Die Redaktion der Ukrainskaja Prawda nimmt Abschied von ihrem Kollegen und großen Freund Pawel Scheremet.
Es gibt solch bewundernswerte Leute, bei denen es sobald sie in einen Raum kommen sofort heller, lustiger und lauter wird.
Pawel Scheremet war für die Redaktion der Ukrainskaja Prawda eben ein solcher Mensch, der in die Redaktion einen erstaunlichen Geist und Inhalt brachte.

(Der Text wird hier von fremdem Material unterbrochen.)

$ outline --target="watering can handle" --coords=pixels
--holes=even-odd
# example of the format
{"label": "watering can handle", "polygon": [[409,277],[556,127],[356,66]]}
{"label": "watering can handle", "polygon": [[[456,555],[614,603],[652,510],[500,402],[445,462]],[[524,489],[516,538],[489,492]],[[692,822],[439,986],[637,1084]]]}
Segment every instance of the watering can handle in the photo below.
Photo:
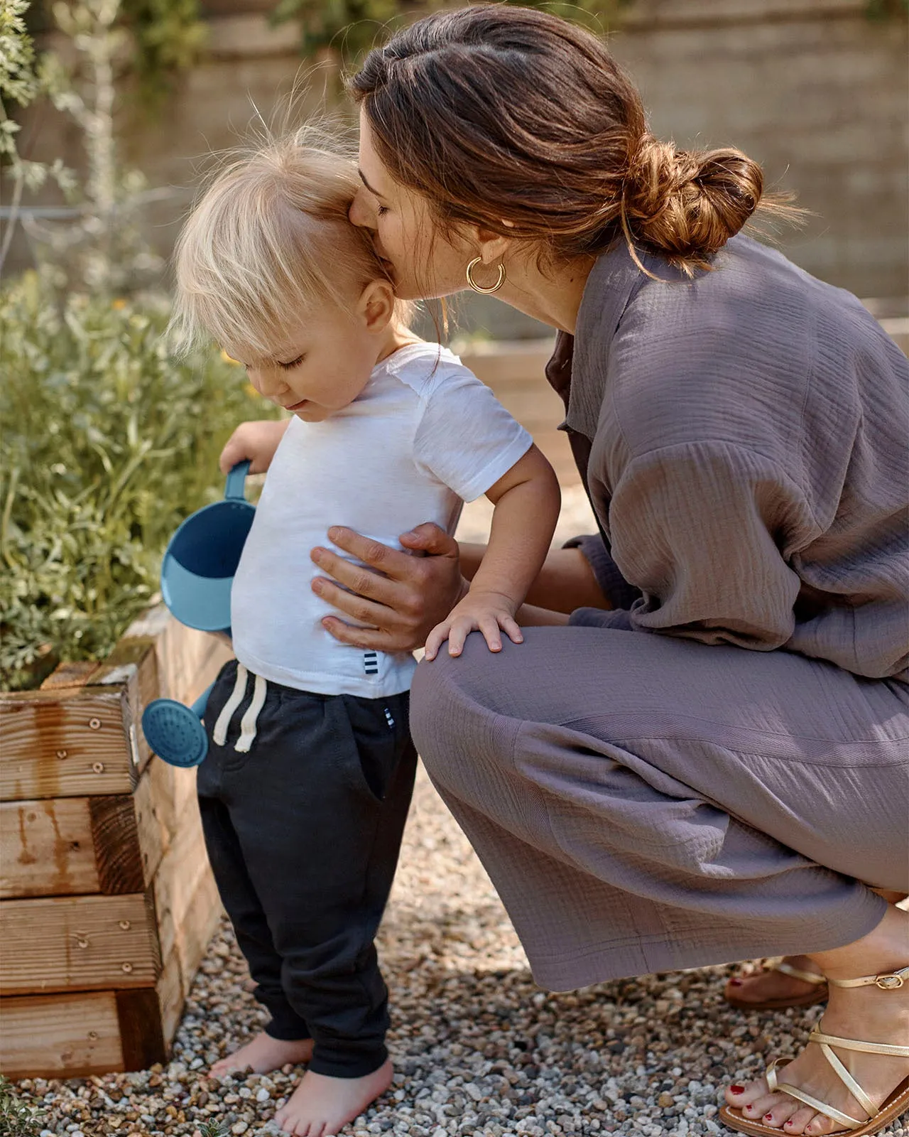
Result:
{"label": "watering can handle", "polygon": [[237,498],[241,501],[243,500],[243,490],[248,473],[248,462],[237,462],[237,464],[231,468],[231,473],[227,474],[227,484],[224,488],[225,500],[230,500],[231,498]]}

Wir nannten ihn Pal Geroitsch (ungefähr, Pawel der Heldenhafte, A.d.Ü.). Für uns war er ein Star und Maitre. Ein Journalist, der feinsinnig das soziale und politische Grundmuster der Zeit spürte. Ein Mensch, der unbedingte Achtung hervorrief.
Ihm fehlte Unterwürfigkeit. Wie auch die Mehrheit unserer Journalisten hatte er nicht das „Gen der Subordination“ – sowohl mit dem Präsidenten als auch mit dem Hausmeister sprach er auf gleiche Art respektvoll, wenn auch nicht ohne Ironie.
Unser Pal Geroitsch war ein Schalk und ließ keine Möglichkeit aus Anmerkungen zu Texten oder Nachrichten zu machen. Seine Sichtweise war immer „über dem Prozess“. Er liebte seinen Beruf und teilte freigiebig professionelle Ratschläge und Anmerkungen.
Es schien so, als ob es für ihn keine Fragen gab, auf die er nicht eine Antwort wüsste.
Manchmal hielt er der Redaktion der Ukrainskaja Prawda Vorträge oder führte Seminare durch. Er zwang uns zu denken, und kritisch an unsere Arbeit zu gehen. Und viele von uns motivierte er mit seinen scharfen, doch fast immer sehr genauen Anmerkungen. Er mochte keine Schwächlinge oder Ahnungslose. Obgleich er sich selbst niemals scheute, hochgestellten Staatsangestellten kindliche Fragen zu stellen.
Pawel Scheremet wurde bereits in der Mitte der 1990er Jahre zu einem Star des russischen Fernsehens. Anfang der 2000er arbeitete er beim russischen Ersten Programm. Er war Autor einer Reihe von skandalverursachenden Dokumentarfilmen und Spezialprojekten. Er war ein großer Freund von Boris Nemzow. Eben er leitete die Abschiedszeremonie mit dem russischen Oppositionellen.
Pawel Scheremet war ein Mensch proeuropäischer Ansichten. Er, so scheint es, ertrug Diktatur, Tyrannei und die Unfähigkeit für die eigenen Interessen zu kämpfen physisch nicht. Als Weißrusse wurde er zu einem der Hauptkritiker von Präsident Lukaschenko, wofür er zu zwei Jahren Freiheitsentzug auf Bewährung verurteilt wurde und drei Monate im Gefängnis verbrachte. Mit Swetlana Kalinkina zusammen schrieb er das Buch „Der zufällige Präsident“ „über den letzten Diktator Europas“.
Er liebte die Ukraine und glaubte an sie, daher kritisierte er die ukrainische Gesellschaft. Er unterstützte die jungen Reformer und war mit vielen befreundet. Am Freitag, den 15. Juli bei einer Party im Mediahub auf der Suworow-Straße 4/6, von uns umringt, sagte er: „Jetzt ist eine einzigartige Zeit in der Ukraine, in der die schlitzohrigen Ukrainer gegen die ideellen Ukrainer kämpfen. Wir befinden uns noch an einem Bifurkationspunkt.“ Pawel Scheremet liebte es zu wiederholen, dass im Konflikt zwischen Vätern und Kindern immer die Kinder siegen.
Für die Redaktion ist der Tod von Pal Geroitsch eine wirkliche Tragödie. Doch wir wissen ganz genau, dass Scheremet immer bei uns sein wird. Und sein Glaube wird uns nur stärker machen.
20. Juli 2016 // Redaktion der Ukrainskaja Prawda
Quelle: Ukrainskaja Prawda
Der am 28. November 1971 in Minsk (Weißrussland) geborene Journalist Pawel Scheremet ist am Morgen des 20. Juli 2016 im Zentrum von Kiew durch eine Autobombe getötet worden.